On February 13, 2014, the California Attorney General issued an opinion that continuous videotaping surveillance of truck drivers did not constitute a misdemeanor under Labor Code section 1051 when the video file is inspected by a third party who is an agent of the driver's employer and the videotape surveillance is for the sole benefit of the driver's employer. 

Labor Code section 1051 provides, in pertinent part, that any person who requires, as a condition precedent to securing or retaining employment, that an employee or applicant be photographed for the purpose of furnishing the photograph to any other employer or third person, and the photograph can be used to the detriment of the employee, is guilty of a misdemeanor.

In the municipal and commercial transportation industry, there is a common practice of using video cameras to record the actions of a truck or bus driver.  Such cameras are usually operated by a third party, the system operator, who is under contract with the driver's employer.  The footage is usually recorded in a continuous loop.  When there is a "triggering event" such as hard braking, swerving or a collision, the video is saved and made available to the driver's employer.  System operators usually hold the video recording confidentially and only make the recording available to the driver's employer. 

The Attorney General concluded that the practice described above does not violate Labor Code section 1051.  The Attorney General found that the intent of section 1051 was to prohibit the practice of blacklisting certain employees, or only allowing certain individuals into a particular trade.  The Attorney General noted a prior 1984 decision which held that section 1051 barred the taking of fingerprints and photographs by an employer for the purpose of furnishing them to a third party where the Los Angeles Olympic Organizing Committee was taking photographs and fingerprints of applicants and delivering them to a law enforcement agency in order to obtain criminal history information.  However, the Attorney General views that decision as a "narrow one."

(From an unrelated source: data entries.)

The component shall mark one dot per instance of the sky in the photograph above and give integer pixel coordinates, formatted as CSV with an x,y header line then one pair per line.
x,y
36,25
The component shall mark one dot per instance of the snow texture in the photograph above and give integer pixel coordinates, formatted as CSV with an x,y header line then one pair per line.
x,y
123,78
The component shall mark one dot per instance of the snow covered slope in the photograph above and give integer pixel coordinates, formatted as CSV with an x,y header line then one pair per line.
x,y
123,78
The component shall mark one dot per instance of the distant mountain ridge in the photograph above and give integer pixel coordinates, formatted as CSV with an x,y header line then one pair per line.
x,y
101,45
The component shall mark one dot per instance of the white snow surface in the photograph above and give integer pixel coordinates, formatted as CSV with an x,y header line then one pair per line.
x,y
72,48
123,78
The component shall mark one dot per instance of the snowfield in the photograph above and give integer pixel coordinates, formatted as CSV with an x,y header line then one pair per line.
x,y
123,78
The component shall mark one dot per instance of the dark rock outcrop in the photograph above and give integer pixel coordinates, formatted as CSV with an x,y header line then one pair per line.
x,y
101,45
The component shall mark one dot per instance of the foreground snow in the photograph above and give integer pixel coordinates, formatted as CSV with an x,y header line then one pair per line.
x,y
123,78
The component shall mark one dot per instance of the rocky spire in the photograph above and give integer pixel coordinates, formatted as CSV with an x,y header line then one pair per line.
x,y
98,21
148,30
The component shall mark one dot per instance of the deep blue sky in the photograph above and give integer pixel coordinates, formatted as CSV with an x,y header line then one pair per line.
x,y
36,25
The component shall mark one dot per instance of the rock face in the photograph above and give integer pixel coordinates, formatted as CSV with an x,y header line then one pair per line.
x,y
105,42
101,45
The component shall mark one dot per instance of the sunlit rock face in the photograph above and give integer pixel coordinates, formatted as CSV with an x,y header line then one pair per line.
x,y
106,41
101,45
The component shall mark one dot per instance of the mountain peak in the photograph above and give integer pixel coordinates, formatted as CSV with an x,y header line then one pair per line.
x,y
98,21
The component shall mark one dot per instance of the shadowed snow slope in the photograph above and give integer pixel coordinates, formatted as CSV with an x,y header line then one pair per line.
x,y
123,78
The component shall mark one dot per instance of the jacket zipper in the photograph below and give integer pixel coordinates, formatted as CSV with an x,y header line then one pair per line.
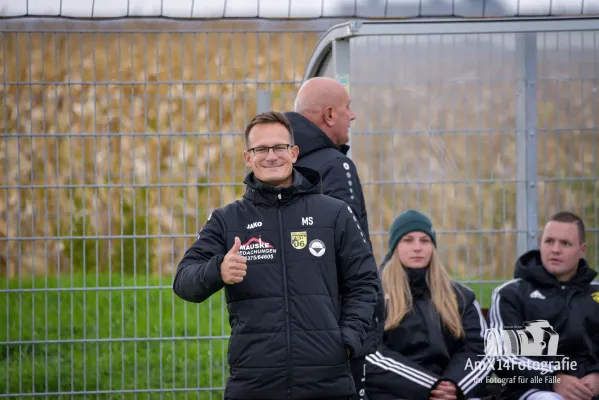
x,y
286,297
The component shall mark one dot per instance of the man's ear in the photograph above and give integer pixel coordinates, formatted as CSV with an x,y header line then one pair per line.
x,y
294,154
583,250
248,159
328,115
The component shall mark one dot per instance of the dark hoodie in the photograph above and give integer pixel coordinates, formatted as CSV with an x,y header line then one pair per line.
x,y
339,180
289,327
570,308
420,353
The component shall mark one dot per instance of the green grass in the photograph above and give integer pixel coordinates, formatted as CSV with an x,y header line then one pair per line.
x,y
110,340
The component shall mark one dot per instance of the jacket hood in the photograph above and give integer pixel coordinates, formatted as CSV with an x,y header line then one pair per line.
x,y
529,267
310,138
305,181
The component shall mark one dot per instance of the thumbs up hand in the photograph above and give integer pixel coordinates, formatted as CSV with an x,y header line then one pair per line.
x,y
234,266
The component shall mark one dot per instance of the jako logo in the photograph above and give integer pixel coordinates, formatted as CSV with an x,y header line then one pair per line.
x,y
537,338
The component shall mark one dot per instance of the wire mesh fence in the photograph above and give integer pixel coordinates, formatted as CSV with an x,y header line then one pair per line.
x,y
118,143
115,148
440,128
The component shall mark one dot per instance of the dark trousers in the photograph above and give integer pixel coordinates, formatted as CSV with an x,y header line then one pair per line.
x,y
358,370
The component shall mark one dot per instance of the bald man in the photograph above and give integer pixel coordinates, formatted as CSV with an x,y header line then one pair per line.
x,y
321,122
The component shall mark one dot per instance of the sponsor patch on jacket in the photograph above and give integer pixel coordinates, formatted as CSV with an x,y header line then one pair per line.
x,y
317,248
257,249
299,240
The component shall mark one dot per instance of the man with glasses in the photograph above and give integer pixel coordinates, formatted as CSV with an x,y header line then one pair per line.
x,y
300,280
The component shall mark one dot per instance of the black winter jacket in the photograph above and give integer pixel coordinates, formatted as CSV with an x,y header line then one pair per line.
x,y
572,310
415,356
309,292
340,180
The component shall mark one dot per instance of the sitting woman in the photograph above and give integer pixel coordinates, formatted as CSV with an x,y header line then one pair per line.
x,y
433,343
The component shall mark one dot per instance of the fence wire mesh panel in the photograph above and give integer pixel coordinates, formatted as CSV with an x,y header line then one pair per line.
x,y
447,124
116,145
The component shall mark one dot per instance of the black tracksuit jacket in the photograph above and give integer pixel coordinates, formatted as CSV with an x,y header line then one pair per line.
x,y
416,355
571,308
340,180
310,289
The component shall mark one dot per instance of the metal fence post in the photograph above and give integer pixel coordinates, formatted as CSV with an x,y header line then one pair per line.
x,y
263,101
526,139
341,66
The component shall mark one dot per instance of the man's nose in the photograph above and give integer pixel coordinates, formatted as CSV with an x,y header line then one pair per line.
x,y
556,248
270,155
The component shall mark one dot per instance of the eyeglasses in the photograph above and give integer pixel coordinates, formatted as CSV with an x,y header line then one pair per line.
x,y
277,149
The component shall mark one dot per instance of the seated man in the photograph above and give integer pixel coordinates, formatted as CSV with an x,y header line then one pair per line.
x,y
552,306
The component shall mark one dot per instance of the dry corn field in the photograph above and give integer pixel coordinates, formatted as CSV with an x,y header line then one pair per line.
x,y
118,145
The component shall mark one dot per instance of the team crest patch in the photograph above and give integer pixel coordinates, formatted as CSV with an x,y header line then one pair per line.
x,y
317,248
299,240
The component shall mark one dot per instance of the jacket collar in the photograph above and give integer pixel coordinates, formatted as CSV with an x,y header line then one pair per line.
x,y
529,267
305,181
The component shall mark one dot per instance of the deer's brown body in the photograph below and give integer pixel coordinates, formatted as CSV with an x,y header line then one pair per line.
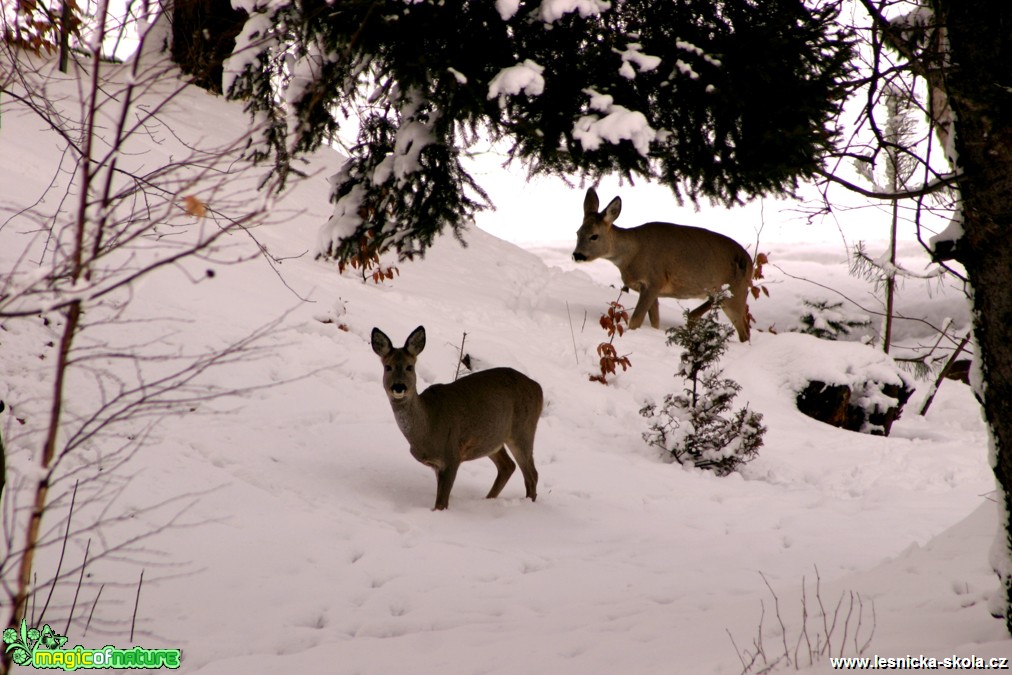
x,y
666,260
480,415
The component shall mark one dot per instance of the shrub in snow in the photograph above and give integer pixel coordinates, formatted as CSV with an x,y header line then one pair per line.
x,y
696,426
829,321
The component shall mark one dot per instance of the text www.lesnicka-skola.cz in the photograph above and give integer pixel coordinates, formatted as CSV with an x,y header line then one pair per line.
x,y
920,663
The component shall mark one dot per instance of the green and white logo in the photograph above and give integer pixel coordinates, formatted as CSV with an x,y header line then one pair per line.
x,y
46,649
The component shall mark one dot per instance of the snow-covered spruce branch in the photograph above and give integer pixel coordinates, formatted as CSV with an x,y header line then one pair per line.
x,y
944,182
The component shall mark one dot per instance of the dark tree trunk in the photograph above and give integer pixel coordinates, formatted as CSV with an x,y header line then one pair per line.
x,y
203,34
979,83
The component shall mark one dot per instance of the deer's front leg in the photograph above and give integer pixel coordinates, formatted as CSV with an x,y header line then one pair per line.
x,y
647,302
444,483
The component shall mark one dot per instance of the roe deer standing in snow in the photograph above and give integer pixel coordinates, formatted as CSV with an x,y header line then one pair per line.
x,y
477,416
665,260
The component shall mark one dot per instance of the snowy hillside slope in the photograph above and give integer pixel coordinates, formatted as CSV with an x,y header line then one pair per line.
x,y
309,544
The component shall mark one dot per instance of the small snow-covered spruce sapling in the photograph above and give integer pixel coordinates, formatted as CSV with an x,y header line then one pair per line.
x,y
828,321
697,426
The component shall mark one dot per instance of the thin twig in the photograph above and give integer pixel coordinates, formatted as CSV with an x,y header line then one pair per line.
x,y
80,580
137,602
63,553
459,356
572,334
93,605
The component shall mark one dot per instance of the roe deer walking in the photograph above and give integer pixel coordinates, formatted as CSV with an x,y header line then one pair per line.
x,y
666,260
477,416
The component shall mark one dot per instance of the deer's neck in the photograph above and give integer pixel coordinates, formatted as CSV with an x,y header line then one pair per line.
x,y
623,247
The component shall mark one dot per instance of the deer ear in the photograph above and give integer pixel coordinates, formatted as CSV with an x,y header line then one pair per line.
x,y
381,343
590,202
612,211
416,341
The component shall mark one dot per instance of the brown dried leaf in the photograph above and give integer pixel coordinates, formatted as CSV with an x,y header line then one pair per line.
x,y
194,206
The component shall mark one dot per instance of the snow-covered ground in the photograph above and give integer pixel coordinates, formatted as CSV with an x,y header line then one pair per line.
x,y
305,540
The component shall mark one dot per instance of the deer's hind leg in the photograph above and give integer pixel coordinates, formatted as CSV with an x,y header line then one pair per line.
x,y
523,451
504,469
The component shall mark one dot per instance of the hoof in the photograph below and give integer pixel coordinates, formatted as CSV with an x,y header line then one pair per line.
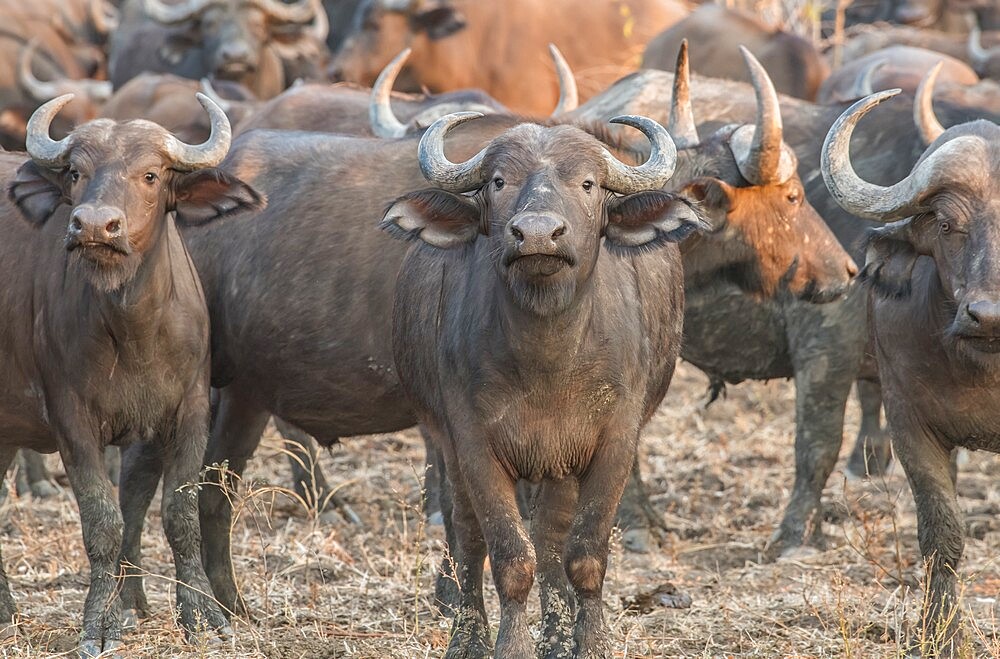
x,y
637,541
44,490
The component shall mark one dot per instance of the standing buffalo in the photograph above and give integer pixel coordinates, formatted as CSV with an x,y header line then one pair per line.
x,y
935,318
551,337
716,34
116,347
262,44
603,42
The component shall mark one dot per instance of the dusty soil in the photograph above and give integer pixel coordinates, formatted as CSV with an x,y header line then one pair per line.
x,y
719,478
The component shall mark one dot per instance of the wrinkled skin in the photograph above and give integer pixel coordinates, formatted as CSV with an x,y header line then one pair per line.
x,y
229,41
117,351
446,35
822,347
537,306
715,34
936,327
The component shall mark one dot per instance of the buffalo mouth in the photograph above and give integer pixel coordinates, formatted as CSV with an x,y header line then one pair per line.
x,y
539,265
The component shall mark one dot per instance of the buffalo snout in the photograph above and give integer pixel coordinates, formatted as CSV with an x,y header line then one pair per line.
x,y
537,234
97,226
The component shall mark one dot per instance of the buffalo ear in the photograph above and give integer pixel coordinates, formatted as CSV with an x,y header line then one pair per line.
x,y
647,220
208,194
438,218
36,191
438,23
890,255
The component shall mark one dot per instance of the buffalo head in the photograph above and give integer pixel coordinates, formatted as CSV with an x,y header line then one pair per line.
x,y
765,235
947,209
542,200
120,180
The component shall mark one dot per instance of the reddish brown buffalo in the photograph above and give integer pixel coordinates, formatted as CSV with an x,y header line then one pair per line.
x,y
716,34
602,41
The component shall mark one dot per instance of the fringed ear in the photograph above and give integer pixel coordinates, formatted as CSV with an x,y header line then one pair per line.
x,y
438,218
205,195
647,220
889,259
37,192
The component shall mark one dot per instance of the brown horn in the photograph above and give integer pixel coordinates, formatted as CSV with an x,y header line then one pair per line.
x,y
868,200
923,107
301,11
95,90
681,125
383,120
104,17
172,14
760,154
41,147
187,157
569,98
454,177
651,175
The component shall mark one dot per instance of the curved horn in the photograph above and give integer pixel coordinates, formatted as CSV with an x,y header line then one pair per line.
x,y
454,177
187,157
104,17
171,14
301,11
651,175
41,147
569,98
95,90
208,90
681,124
320,29
383,120
923,107
868,200
759,152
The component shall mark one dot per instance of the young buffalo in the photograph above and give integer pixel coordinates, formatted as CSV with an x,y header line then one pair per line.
x,y
935,318
106,333
535,329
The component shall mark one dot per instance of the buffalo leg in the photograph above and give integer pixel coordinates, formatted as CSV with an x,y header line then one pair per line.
x,y
470,631
140,476
872,450
182,460
820,398
549,529
8,610
586,550
940,530
102,537
236,432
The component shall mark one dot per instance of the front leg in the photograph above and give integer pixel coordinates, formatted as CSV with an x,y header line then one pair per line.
x,y
940,528
83,457
183,452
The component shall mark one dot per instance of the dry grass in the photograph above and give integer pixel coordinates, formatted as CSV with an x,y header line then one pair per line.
x,y
718,476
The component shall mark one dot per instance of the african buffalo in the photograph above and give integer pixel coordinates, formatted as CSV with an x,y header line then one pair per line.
x,y
716,33
447,36
935,318
116,349
262,44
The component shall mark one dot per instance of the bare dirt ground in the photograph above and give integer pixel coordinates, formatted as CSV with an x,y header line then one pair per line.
x,y
719,477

The AG Office also stated that section 1051 does not stand as a universal barrier to the use of photographs or fingerprints for ensuring safety in the workplace.  It described the statute as "outdated."  In any event, the Attorney General concluded that section 1051 was not violated because the videotapes were transferred by an agent of the employer to the employer itself, and thus it was not given to any "other employer or third person" as required by the statute.  The Office concluded that section 1051 is not violated when an employer requires on-the-job videotaping of its employees for the employer's own use. 

Note:

The tension between privacy rights and safety is addressed by this Attorney General opinion, which though not binding upon the courts can be cited as persuasive authority.   In a case handled by Steve Berliner and James Oldendorph of our Los Angeles office, the Los Angeles County Superior Court ruled that Metrolink's installation and operation of an audio and video monitoring system in the cabs of Metrolink locomotives did not violate the locomotive engineers' privacy rights, due process rights, and that the actions were not preempted by state law.

Ops.Cal. Atty Gen. No. 12-1101 (February 14, 2014) [2014 WL 587948].